Windows Autopilot is the cloud-native provisioning experience that replaces traditional Windows imaging — no MDT task sequence, no Configuration Manager OSD, no custom WIM, no imaging server. OEMs ship Windows 11 devices from factory with the corporate hardware hash already registered in Autopilot. The user signs in with Entra ID credentials on first boot, Autopilot pulls the deployment profile, joins the device to Entra (or hybrid joins to AD via Domain Join Connector), installs baseline apps through the Enrollment Status Page, applies security baseline with BitLocker, deploys the Defender for Endpoint sensor inline, and lands the user on a productive desktop in under thirty minutes. Microsoft Connected Cache deployed on a local Windows Server or as a Linux container on Azure caches Windows Updates, Microsoft Store apps, and Intune Win32 app payloads at the branch office or campus — saving WAN bandwidth dramatically for large fleet rollouts and reducing first-boot time on Autopilot devices. EPC Group designs Connected Cache placement as part of Phase 2 architecture for any customer with significant branch footprint.
How do regulated industries deploy Intune + Defender for Endpoint under HIPAA, FINRA, CMMC, and FedRAMP?
Regulated-industry deployments add three layers on top of the standard pattern. First, regulatory tenant selection — Microsoft 365 Government GCC or GCC High for federal and FedRAMP-authorized workloads, with Intune for Government as the management plane and Defender for Endpoint GCC High SKU as the EDR. Second, control mapping — every compliance policy, every Conditional Access policy, every configuration profile, every App Protection Policy is mapped to specific HIPAA Security Rule controls, FINRA Rule 4511 controls, CMMC 2.0 practices at Level 2 or Level 3, NIST 800-171 controls, or FedRAMP control families, and documented in an auditor-ready control matrix generated from the policy library. Third, data residency and encryption posture — BitLocker with Microsoft-managed or customer-managed keys for Windows, FileVault with key escrow for macOS, platform-level encryption for iOS and Android, and Microsoft Tunnel terminating in the regulatory cloud boundary.
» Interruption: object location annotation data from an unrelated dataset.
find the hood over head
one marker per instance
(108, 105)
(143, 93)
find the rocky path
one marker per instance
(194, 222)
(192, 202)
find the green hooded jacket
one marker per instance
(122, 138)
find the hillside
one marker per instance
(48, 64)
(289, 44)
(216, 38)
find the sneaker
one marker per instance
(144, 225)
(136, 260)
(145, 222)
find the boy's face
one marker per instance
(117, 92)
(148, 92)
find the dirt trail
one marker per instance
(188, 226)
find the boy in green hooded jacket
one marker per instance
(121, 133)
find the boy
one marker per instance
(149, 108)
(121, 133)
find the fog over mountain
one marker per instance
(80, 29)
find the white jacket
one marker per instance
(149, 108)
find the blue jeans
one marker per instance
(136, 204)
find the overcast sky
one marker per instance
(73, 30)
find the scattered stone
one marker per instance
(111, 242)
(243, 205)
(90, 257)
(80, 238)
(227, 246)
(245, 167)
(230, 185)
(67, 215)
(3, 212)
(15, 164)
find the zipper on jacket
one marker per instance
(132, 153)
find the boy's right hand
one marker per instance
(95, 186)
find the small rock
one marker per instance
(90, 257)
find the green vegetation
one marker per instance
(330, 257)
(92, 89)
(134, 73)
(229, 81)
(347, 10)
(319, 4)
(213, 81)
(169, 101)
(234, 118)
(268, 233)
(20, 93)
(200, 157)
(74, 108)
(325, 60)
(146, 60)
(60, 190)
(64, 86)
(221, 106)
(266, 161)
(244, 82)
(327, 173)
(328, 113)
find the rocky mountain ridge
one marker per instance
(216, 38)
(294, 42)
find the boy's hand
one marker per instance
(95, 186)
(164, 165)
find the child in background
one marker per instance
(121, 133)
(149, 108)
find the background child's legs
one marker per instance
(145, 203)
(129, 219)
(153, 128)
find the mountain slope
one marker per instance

EPC Group ships every regulated-industry Intune + Defender for Endpoint deployment with the FedRAMP-aligned control matrix as a Phase 5 deliverable. See the EPC Group standards alignment page for the published mapping methodology.
What does the EPC Group Endpoint Modernization Accelerator deliver and how is it priced?
The Endpoint Modernization Accelerator is the fixed-fee, fixed-scope engagement covering the full Assess–Design–Pilot–Migrate–Operate lifecycle for Intune + Defender for Endpoint on the EPC Group Lifecycle model. Fixed fee ranges from $200,000 to $700,000 depending on tenant scale, platform mix, the number of legacy UEM tools to retire (Configuration Manager, JAMF Pro, Workspace ONE, MaaS360, Citrix Endpoint Management, MobileIron), the regulatory regime, the M&A scope if applicable, and the managed-services tail. Senior-architect-led with named architect on-record from kickoff through go-live, no offshore handoff, no junior-led production cutover, no T&M overruns. Output includes the Conditional Access policy library, compliance policy chain, per-platform configuration profile library, App Protection Policy library, Autopilot deployment profile, Defender for Endpoint baseline, Endpoint Privilege Management policy library, Remote Help operational runbook, the auditor-ready control matrix mapped to your regulatory regime, and the managed Intune + Defender for Endpoint operations handoff.